Typical causes are changelog structure mistakes, version/tag mismatch, or other release-gate failures.
### Tag gate failed before publication
If the pushed release tag fails in the gate stage before Docker Hub or crates.io publication begins, treat it as a trusted-candidate problem rather than a public-release problem.
1. Fix the cause on `main`.
2. Wait for `CI` to go green again on the new release commit.
3. Cut a fresh SSH-signed release tag for the intended version only after the corrected commit is ready.
The key distinction is that no public artifact has been published yet, so you are still repairing the candidate rather than recovering from a shipped release.
### Publication failed after a public side effect
If Docker Hub or crates.io publication has already succeeded but the workflow still fails overall, do not mutate the published version in place.

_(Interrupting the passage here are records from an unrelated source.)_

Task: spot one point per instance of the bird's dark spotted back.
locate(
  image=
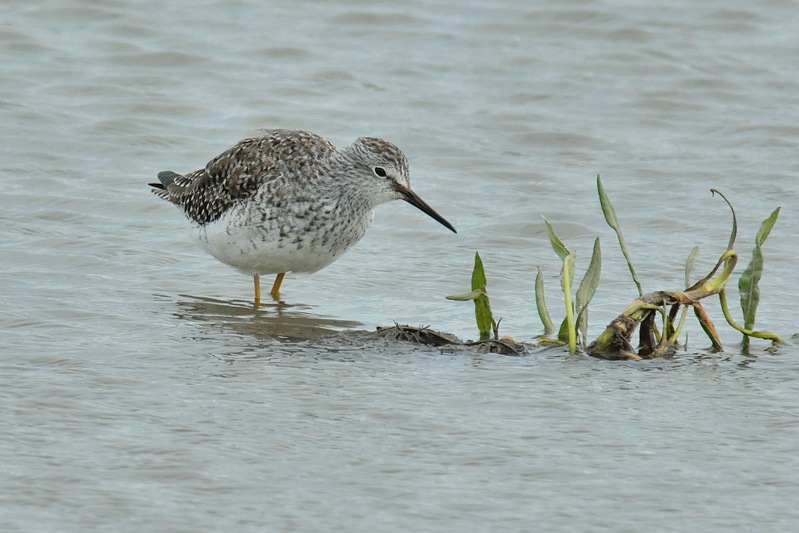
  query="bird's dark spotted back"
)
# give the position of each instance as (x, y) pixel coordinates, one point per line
(236, 174)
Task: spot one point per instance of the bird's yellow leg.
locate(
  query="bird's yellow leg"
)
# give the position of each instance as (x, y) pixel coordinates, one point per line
(275, 292)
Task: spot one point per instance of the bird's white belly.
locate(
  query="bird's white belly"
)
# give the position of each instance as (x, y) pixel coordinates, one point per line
(272, 247)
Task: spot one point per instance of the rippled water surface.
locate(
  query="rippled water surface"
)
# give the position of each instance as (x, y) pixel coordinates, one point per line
(140, 391)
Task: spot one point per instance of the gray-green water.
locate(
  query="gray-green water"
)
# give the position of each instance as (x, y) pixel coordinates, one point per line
(141, 392)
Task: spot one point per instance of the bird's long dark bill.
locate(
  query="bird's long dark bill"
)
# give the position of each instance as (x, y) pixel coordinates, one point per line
(413, 199)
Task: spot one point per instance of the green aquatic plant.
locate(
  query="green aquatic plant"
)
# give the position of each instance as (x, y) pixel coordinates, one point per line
(656, 337)
(574, 328)
(748, 284)
(482, 306)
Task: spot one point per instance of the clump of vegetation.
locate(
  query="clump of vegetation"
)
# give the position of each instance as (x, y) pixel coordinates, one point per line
(658, 316)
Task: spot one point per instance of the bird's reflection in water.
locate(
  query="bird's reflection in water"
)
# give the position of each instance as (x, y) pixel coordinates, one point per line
(280, 321)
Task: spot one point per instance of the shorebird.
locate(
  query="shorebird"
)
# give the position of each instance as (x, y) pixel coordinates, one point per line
(289, 201)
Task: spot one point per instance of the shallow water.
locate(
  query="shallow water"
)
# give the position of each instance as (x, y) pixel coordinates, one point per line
(141, 391)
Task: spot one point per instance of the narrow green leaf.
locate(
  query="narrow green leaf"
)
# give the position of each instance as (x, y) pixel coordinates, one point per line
(765, 227)
(610, 218)
(563, 332)
(478, 274)
(541, 305)
(588, 288)
(748, 284)
(690, 265)
(482, 308)
(590, 281)
(557, 244)
(466, 297)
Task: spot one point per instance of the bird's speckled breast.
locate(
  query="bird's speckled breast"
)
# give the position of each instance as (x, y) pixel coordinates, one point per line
(304, 234)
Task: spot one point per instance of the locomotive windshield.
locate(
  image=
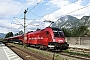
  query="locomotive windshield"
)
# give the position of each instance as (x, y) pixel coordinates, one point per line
(58, 32)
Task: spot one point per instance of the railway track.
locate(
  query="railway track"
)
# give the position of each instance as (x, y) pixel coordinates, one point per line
(27, 55)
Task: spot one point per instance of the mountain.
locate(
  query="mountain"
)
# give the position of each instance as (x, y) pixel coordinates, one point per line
(71, 22)
(2, 35)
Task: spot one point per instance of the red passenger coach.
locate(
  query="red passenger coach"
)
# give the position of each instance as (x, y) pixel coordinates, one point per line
(52, 38)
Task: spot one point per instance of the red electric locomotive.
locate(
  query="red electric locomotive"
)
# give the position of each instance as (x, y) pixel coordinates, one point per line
(52, 38)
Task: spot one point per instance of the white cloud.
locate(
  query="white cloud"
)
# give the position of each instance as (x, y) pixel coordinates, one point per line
(57, 3)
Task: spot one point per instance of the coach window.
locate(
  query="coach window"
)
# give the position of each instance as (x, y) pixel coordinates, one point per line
(47, 32)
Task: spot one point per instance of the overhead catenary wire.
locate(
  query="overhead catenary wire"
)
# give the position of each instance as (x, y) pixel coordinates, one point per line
(22, 8)
(76, 10)
(34, 6)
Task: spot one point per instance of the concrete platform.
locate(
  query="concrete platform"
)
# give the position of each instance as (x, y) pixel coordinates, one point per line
(8, 54)
(79, 46)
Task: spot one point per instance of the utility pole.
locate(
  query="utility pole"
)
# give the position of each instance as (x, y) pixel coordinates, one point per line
(24, 24)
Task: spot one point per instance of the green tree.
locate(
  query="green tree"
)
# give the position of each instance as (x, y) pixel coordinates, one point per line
(10, 34)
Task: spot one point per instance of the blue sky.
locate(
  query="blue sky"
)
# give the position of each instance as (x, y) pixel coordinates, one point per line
(46, 10)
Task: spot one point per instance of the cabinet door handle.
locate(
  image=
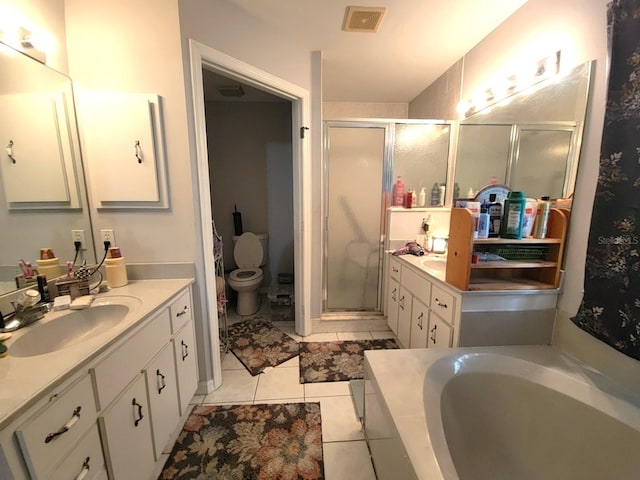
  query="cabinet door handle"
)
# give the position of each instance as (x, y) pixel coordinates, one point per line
(85, 469)
(433, 334)
(140, 416)
(443, 305)
(75, 416)
(161, 382)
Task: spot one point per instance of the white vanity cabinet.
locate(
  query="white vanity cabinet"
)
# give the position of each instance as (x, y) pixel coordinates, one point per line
(114, 414)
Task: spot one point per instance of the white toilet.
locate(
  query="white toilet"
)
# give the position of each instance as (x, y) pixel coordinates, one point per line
(250, 253)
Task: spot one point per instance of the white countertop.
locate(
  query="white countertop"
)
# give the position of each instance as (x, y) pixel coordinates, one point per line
(22, 379)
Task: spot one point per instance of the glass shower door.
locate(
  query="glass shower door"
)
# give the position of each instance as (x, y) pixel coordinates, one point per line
(355, 161)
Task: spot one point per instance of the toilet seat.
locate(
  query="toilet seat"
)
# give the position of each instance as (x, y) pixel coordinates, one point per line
(245, 275)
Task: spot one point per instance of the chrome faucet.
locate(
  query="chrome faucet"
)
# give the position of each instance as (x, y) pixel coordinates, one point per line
(23, 316)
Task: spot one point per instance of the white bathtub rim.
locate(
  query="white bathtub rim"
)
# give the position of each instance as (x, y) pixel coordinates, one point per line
(575, 382)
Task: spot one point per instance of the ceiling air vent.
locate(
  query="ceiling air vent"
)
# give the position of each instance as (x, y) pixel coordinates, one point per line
(231, 90)
(363, 19)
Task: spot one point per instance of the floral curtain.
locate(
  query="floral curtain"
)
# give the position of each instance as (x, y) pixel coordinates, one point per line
(610, 310)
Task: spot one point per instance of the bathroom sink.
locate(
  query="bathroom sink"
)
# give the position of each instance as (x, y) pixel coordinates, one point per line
(59, 330)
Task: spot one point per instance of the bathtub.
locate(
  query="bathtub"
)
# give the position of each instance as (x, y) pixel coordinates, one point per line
(497, 413)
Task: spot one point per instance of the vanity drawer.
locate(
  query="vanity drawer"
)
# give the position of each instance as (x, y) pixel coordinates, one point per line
(109, 375)
(51, 433)
(85, 459)
(416, 284)
(180, 310)
(442, 303)
(394, 267)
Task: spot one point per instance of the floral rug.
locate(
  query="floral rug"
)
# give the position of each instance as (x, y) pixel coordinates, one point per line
(259, 345)
(337, 361)
(249, 442)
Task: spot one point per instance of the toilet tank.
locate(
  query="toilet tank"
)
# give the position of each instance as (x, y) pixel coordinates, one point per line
(264, 242)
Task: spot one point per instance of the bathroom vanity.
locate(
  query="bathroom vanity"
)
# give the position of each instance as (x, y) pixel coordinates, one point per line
(106, 402)
(424, 311)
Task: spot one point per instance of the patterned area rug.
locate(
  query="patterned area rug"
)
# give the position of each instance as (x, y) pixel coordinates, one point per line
(337, 361)
(259, 442)
(259, 345)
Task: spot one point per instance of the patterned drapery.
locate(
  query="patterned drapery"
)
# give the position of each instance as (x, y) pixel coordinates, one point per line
(610, 309)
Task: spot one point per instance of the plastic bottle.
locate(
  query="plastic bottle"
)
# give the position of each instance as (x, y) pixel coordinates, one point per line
(483, 223)
(542, 218)
(408, 199)
(494, 209)
(422, 198)
(435, 195)
(398, 192)
(511, 225)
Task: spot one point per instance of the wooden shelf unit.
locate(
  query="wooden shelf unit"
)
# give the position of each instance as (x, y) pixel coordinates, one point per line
(522, 274)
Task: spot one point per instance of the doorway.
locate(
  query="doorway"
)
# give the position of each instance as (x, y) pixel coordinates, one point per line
(202, 56)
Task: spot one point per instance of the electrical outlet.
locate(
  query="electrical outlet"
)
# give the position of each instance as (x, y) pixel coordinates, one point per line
(78, 236)
(108, 236)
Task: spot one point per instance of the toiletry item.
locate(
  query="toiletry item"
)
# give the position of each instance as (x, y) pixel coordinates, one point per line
(49, 264)
(237, 221)
(422, 197)
(483, 223)
(474, 209)
(435, 195)
(542, 218)
(43, 288)
(398, 193)
(408, 199)
(530, 209)
(513, 216)
(495, 216)
(116, 269)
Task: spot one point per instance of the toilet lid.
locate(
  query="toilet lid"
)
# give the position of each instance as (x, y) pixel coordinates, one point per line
(248, 251)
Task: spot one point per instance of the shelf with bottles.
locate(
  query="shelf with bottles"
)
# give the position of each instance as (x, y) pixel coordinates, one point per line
(523, 264)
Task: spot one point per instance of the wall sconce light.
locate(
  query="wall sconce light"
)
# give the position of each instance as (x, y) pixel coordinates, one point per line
(540, 70)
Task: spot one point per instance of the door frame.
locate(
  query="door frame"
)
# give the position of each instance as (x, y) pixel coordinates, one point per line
(202, 56)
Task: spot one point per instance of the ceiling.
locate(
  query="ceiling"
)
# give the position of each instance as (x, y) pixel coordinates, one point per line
(416, 42)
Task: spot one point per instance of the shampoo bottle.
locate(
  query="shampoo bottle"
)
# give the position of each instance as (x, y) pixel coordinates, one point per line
(542, 218)
(512, 219)
(398, 192)
(495, 216)
(435, 195)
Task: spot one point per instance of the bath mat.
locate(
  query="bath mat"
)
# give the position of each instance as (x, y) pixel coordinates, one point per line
(259, 345)
(337, 361)
(269, 442)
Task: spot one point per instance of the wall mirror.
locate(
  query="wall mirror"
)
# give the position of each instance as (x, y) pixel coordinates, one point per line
(43, 200)
(529, 141)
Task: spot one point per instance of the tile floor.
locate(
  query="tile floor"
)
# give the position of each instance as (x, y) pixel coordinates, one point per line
(346, 456)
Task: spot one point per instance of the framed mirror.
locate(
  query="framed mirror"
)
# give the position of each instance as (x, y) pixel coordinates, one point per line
(529, 141)
(43, 196)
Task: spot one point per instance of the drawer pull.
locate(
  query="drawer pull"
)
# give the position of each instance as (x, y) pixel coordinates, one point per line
(185, 350)
(443, 305)
(65, 428)
(140, 417)
(161, 382)
(433, 334)
(85, 469)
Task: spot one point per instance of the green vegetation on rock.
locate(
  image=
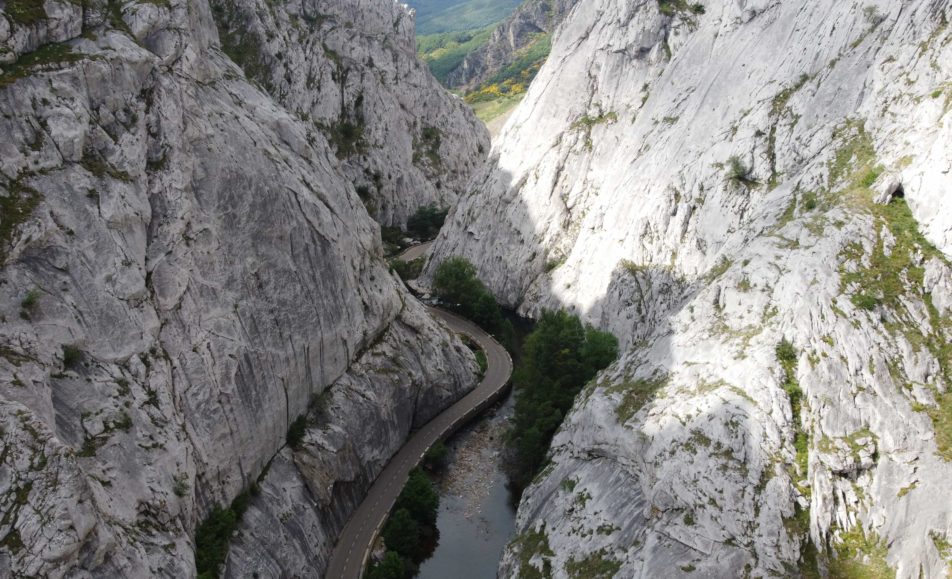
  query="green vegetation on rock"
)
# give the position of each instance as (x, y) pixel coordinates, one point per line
(410, 532)
(26, 12)
(214, 534)
(443, 53)
(893, 274)
(531, 545)
(597, 565)
(558, 358)
(438, 16)
(860, 555)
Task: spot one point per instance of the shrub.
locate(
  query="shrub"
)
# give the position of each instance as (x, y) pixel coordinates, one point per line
(296, 432)
(72, 356)
(393, 566)
(402, 534)
(31, 299)
(739, 173)
(483, 362)
(214, 534)
(558, 359)
(435, 458)
(180, 485)
(456, 283)
(408, 270)
(426, 223)
(419, 498)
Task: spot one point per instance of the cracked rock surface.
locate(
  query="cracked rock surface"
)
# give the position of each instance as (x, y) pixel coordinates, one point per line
(187, 268)
(704, 185)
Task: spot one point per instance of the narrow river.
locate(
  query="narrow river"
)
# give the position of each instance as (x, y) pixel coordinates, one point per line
(476, 519)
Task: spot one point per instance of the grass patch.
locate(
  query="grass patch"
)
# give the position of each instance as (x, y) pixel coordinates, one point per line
(443, 53)
(296, 432)
(683, 7)
(438, 16)
(893, 274)
(72, 357)
(25, 12)
(15, 209)
(597, 565)
(490, 110)
(408, 270)
(214, 534)
(46, 57)
(532, 544)
(860, 555)
(635, 394)
(740, 174)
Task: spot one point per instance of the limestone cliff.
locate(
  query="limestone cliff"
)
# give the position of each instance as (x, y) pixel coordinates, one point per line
(754, 196)
(350, 69)
(187, 268)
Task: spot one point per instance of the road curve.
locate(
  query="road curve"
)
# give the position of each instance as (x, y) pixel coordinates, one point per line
(416, 251)
(352, 551)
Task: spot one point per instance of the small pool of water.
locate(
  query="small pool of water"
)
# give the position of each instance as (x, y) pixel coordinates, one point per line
(476, 519)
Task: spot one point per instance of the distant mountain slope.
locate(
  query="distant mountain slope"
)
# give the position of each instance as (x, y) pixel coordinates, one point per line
(440, 16)
(494, 65)
(524, 34)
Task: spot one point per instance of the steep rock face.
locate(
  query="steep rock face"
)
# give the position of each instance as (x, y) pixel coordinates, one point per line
(532, 19)
(292, 526)
(186, 268)
(350, 68)
(702, 185)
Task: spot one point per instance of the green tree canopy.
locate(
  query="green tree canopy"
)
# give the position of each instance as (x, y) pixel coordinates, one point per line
(419, 498)
(558, 358)
(402, 534)
(393, 566)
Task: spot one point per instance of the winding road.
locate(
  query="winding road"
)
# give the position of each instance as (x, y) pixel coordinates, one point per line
(352, 551)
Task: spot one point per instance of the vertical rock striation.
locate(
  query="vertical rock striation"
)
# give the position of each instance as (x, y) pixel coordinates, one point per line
(187, 268)
(350, 70)
(754, 198)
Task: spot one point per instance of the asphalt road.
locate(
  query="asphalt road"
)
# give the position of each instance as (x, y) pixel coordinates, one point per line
(415, 251)
(356, 540)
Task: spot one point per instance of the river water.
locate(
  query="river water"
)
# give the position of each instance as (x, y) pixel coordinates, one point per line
(476, 519)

1. Treat the version as spent.
2. Fix the underlying problem on `main`.
3. Prepare a new patch release with a new version.
4. Rehearse that new version if needed, then cut a new signed stable tag.
This is the fail-forward rule: once a public artifact exists for a version, recovery happens through the next patch release rather than by rewriting the existing release.
## Post-release follow-up
After a stable release succeeds, move `main` forward explicitly:
1. Open a follow-up PR that bumps the crate to the next minor `-dev` version.
2. Reopen `CHANGELOG.md` with an `Unreleased` section at the top.
3. Merge that PR so future work lands against post-release development state instead of the already-published version.
This keeps the release history clean and makes the next release-prep PR start from the same documented pattern.